LETTER:U.S. the one looking like the Taliban

Katherine Westholm

Shawn Beard, in his letter Friday, said, “[Anti-war protesters] propose we negotiate with these [the Taliban] rather than fight them. But how do you negotiate with religious fanatics who believe that what they are doing gets them in good graces with God?”

The rest of the world could well ask the same thing of Americans. Bush has refused to negotiate three times and portrayed enemies as evil without listening to anything they say.

In some definitions, refusing to listen to anything, reasonable or otherwise, is fanatic. On Oct. 14, the Taliban’s second-ranked official, Maulvi Abdul Kabir, said that if the United States stopped bombing, “we would be ready to hand [bin Laden] over to a third country.
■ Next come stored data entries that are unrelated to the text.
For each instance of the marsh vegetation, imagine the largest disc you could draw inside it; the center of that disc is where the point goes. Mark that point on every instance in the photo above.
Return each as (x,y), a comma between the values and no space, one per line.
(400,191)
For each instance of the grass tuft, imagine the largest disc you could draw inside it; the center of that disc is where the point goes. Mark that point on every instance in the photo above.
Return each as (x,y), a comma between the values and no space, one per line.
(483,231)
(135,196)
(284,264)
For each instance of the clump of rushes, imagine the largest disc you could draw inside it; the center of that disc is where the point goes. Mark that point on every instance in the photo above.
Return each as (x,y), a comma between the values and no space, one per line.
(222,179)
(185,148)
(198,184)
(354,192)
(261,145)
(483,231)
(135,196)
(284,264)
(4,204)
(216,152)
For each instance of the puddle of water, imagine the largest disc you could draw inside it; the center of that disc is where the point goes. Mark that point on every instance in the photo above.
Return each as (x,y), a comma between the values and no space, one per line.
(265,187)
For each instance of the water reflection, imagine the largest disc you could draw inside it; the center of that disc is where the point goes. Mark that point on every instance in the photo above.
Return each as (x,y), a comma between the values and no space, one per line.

If proof is provided, a third country could be chosen which is under the influence of neither the United States nor the Taliban.” Bush said in response, “When I said no negotiations, I meant no negotiations.” And to providing evidence of bin Laden’s guilt? “We know he’s guilty.”

When it comes to our own politics, we won’t stand for any neutral parties. The Bush administration’s stance is also interesting in that the United States argues its own sovereignty while saying that any country harboring terrorists is a prime target for being attacked.
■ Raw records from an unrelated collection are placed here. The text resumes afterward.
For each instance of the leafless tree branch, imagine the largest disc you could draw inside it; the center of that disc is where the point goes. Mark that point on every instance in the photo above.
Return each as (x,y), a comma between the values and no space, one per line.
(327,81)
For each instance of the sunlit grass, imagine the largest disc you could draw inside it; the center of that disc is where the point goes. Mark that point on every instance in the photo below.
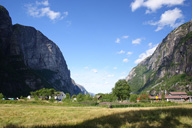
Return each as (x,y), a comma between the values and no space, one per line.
(15,115)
The United States seems to be forgetting its Timothy McVeighs, its neo-Nazis, its Theodore Kazcynskis and its renamed School of the Americas.

Many more people have been killed worldwide with the funding of the U.S. government than were killed in the Sept. 11 attacks. Or through America’s embargo on Iraq and the subsequent starvation of Iraqi children. These, like the victims in the World Trade Center, are non-combatants.

To call instead for a fair trial of bin Laden by a neutral party and for analysis of the underlying causes of terrorism is very realistic in that it best deters future loss of life, American and otherwise. To further make Muslim nations feel that U.S. policy is hypocritical is to fuel terrorist sentiment. The more you try to kill terrorists, the more terrorists sprout.